Giving Up the Weight Loss Obsession

Have you ever experienced a memory so vivid that you feel liked it just happened yesterday? You know what I mean. You are sitting on a bus and you hear some music from the earphones of the person next to you. Suddenly you are transported to a different time and place, without ever leaving your chair. The following story is a memory from over 30 years ago. It wasn’t romantically triggered by music, though- it was triggered by the smell of chlorine, while cleaning my bathroom.

Having just returned from a six month trip to Israel, I was sitting in my apartment. It had been an amazing experience, new friends, new sites, new foods-and I had gained 15 pounds. One of my oldest friends, Joan, who I hadn’t seen in several years, called me on the phone. “Let’s get together at the Jewish Community Center swimming pool. We can get together for a little while, and go swimming and then go out and have a cup of coffee!I really did want to see Joan, and this was such a good idea. Instead, I remember telling her I was busy. I said I couldn’t make, I had other plans. Perhaps we could get together another time.

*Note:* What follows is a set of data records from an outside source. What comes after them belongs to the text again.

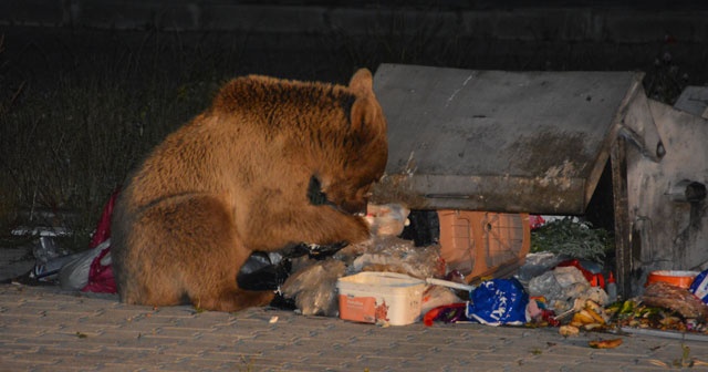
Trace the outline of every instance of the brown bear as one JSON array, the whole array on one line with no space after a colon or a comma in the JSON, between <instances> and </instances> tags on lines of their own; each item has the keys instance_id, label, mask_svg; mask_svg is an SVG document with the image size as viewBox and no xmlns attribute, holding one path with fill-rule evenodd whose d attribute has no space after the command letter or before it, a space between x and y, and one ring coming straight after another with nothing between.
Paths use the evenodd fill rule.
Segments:
<instances>
[{"instance_id":1,"label":"brown bear","mask_svg":"<svg viewBox=\"0 0 708 372\"><path fill-rule=\"evenodd\" d=\"M116 202L121 300L237 311L268 304L237 273L252 251L369 238L363 217L388 155L368 70L348 86L249 75L168 135Z\"/></svg>"}]
</instances>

Do you know what my real excuse was? I was too fat and I didn’t want anyone to see me in a bathing suit! Here I was, sitting in my apartment, doing nothing, and deciding against seeing an old friend because I was afraid of how I looked! I thought she would think I was a failure, that I didn’t know how to take care of myself anymore. Believe it or not, I thought she wouldn’t like me because I was fat. I just knew she would think I had become sloppy and lazy, and I was no longer worthy of her friendship. And do you know what I did next? I punished myself by staying alone and eating, proving that I was not worthy of being around other people.

How many moments have you missed because you didn’t like how your body looked? Rather than getting together with family or rekindling old friendships, we stay home by ourselves- punishing ourselves for a crime we believe we’ve committed: the crime of not of not looking like the models in the magainzes; the crime of wanting to eat the foods we’d like to enjoy, instead of the ones that are “good for us.” Instead, guilt holds us back.

Becoming “at peace with food” asks you to take a journey involving a new relationship with food. Instead of experiencing frustration and disappointment, instead of feeling fear and competition between you and the food you eat, food takes its place as one of the many activities in your life, along with family, friends, working and being active. And, like these other activities, it becomes pleasurable.

In order to be at peace with food, you need to learn about yourself and why you have the relationship you do with the food you eat. All relationships take time to develop and change. Your relationship with food is no different.

And when you become at peace with food, you will not being afraid to be around your friends, your family, and the food that often accompanies these get-togethers.

Life is too short. Please stop missing out on those significant moments in your life. Go swimming with Joan.